За эти секунды Кёрк, видимо, поднялся со скамейки и тоже подошел к краю, встал подле меня. Он, должно быть, успел заметить дым паровоза, что белее тумана, и красный отблеск топки.
Потом я увидел, что тело Кёрка распростерлось на рельсах лицом ко мне.
Может быть, он кричал; он бы успел закричать. Но я ничего не слышал — да и паровоз обратил бы на слова не больше внимания, чем на живую плоть. Кёрк лежал на рельсах, а мгновенье спустя его смела стена металла, искр, огней и грохота.
Я не стал ждать, дабы выяснить, во что превратился Кёрк.
Развернулся и вышел со станции, прочь от шума; поспешил обратно по улице, глядя прямо перед собой, благодарно впуская в сознание тишину и туман этого утра — последнего утра Кёрка в Каррике и в этом мире.

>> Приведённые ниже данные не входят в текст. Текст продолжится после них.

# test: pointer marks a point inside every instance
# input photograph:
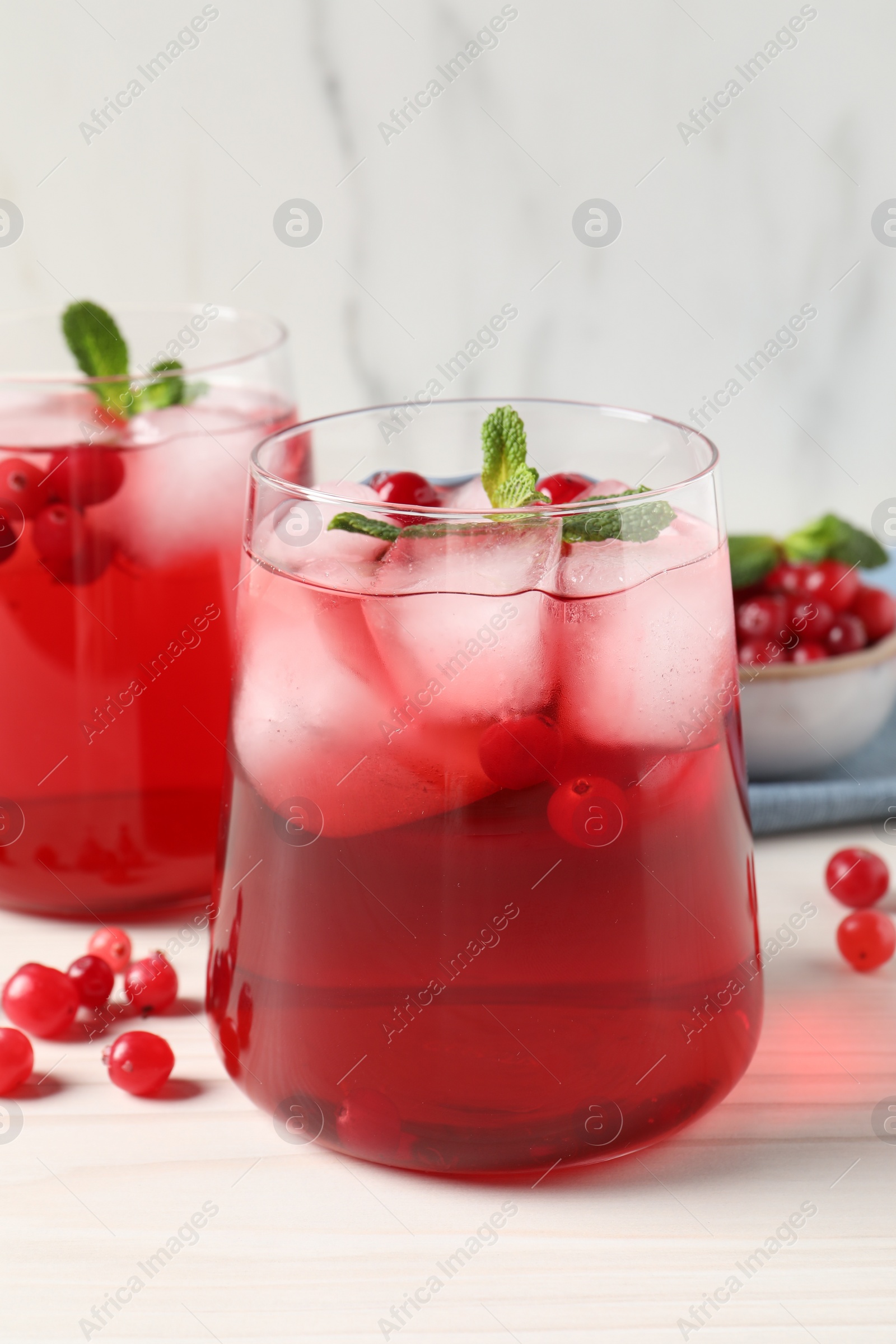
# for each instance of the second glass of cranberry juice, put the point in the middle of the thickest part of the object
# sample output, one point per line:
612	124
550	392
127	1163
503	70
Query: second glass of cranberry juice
119	558
487	898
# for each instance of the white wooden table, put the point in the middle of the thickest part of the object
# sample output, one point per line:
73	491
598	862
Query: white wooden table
307	1245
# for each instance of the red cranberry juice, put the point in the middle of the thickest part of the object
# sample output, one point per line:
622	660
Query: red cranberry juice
508	976
116	609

В Каррик вернулись те же два агента-здоровяка. Они снова были крайне вежливы; мы тоже. Они снова задавали вопросы людям по всему городу, и снова не говорили ни со мной, ни с Анной. Почти все время полицейские провели с городовым Хоггом. Он помог им прийти к несложному выводу, который не заставил бы их растянуть пребывание в Каррике. Кёрк наверняка убил Свейнстона, решили они, а затем покончил с собой — прыгнул под поезд. Что может быть проще? Обычные угрызения совести под страхом наказания.
Приняв решение, агенты уехали обратно в Столицу.
Быть может, некоторые горожане сожалели о гибели Свейнстона; однако смерть Кёрка оплакивала только Анна. По большому счету жизнь Каррика направлялась в привычное русло.
— Жизнь продолжается, — вот что говорили горожане.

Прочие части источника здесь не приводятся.